O(N + Q) – The solution uses a Union-Find data structure (or similar) to maintain the 'network' of roads, which in the worst case, could store all N roads as nodes/edges. Additionally, the algorithm stores the answers to Q queries where Q is the number of trips. Therefore, the space complexity is dominated by the Union-Find data structure and the storage for the query results.
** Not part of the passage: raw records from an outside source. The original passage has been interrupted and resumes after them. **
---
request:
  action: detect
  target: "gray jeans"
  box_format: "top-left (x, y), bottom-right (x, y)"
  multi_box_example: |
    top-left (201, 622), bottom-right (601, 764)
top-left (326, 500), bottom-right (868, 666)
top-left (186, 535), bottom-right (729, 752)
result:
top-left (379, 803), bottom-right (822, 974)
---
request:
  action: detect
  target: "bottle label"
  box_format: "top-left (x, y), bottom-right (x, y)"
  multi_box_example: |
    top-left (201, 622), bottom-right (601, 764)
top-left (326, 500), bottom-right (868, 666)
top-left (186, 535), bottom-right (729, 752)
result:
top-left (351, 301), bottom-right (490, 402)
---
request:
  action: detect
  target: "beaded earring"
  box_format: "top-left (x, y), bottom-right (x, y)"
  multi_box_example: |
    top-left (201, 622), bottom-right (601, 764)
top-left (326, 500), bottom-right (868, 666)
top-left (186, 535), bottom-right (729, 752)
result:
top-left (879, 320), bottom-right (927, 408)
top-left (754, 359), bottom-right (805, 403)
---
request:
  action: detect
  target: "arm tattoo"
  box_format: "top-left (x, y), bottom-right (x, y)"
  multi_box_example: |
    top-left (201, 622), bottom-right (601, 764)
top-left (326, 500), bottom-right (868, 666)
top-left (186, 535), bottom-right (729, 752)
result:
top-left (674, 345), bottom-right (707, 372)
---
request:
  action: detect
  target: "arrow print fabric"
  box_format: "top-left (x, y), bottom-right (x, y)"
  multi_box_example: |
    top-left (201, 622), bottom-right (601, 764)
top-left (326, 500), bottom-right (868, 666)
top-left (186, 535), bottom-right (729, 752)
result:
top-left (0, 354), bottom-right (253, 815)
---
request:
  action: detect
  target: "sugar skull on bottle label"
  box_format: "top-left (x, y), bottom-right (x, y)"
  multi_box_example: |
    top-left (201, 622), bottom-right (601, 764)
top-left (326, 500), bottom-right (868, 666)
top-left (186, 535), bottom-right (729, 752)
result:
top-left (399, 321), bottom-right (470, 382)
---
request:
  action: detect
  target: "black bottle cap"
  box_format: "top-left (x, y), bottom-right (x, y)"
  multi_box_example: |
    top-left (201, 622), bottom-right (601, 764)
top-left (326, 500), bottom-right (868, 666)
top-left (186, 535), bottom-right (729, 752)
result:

Thus the space used is O(N + Q) where N is the number of roads and Q is the number of trips.

Edge Cases

Case	How to Handle
Null or empty graph (n=0) and empty edge list/queries	Return an empty boolean array immediately if the graph has no nodes and there are no edges or queries.
Graph with one node (n=1) and non-empty edge list/queries	If there's one node, a path exists only if the source and destination are the same node, and the query length is non-negative.
All edge lengths are the same, but shorter than some query lengths	The algorithm should correctly identify paths not exceeding the query length, even with uniform edge weights.
Edge list contains duplicate edges (same u, v) with different lengths	The solution should pick the shortest edge between any two nodes if duplicates are provided, otherwise the longest edge could disconnect the components.
Very large graph (n close to limit) with many queries (q close to limit)	Kruskal's algorithm with DSU needs to be implemented efficiently to avoid exceeding time and space constraints given a large number of nodes and queries.
Edge weights are large integers nearing the maximum integer value	Ensure calculations (especially comparisons) do not lead to integer overflow; use 64-bit integers if needed.
Queries with source and destination nodes being the same.	A path always exists between the same node, so return true if query length is non-negative and false otherwise.
Graph is disconnected and queries ask about nodes in different components.	The algorithm should return false for such queries since no path exists between disconnected components regardless of edge length limits.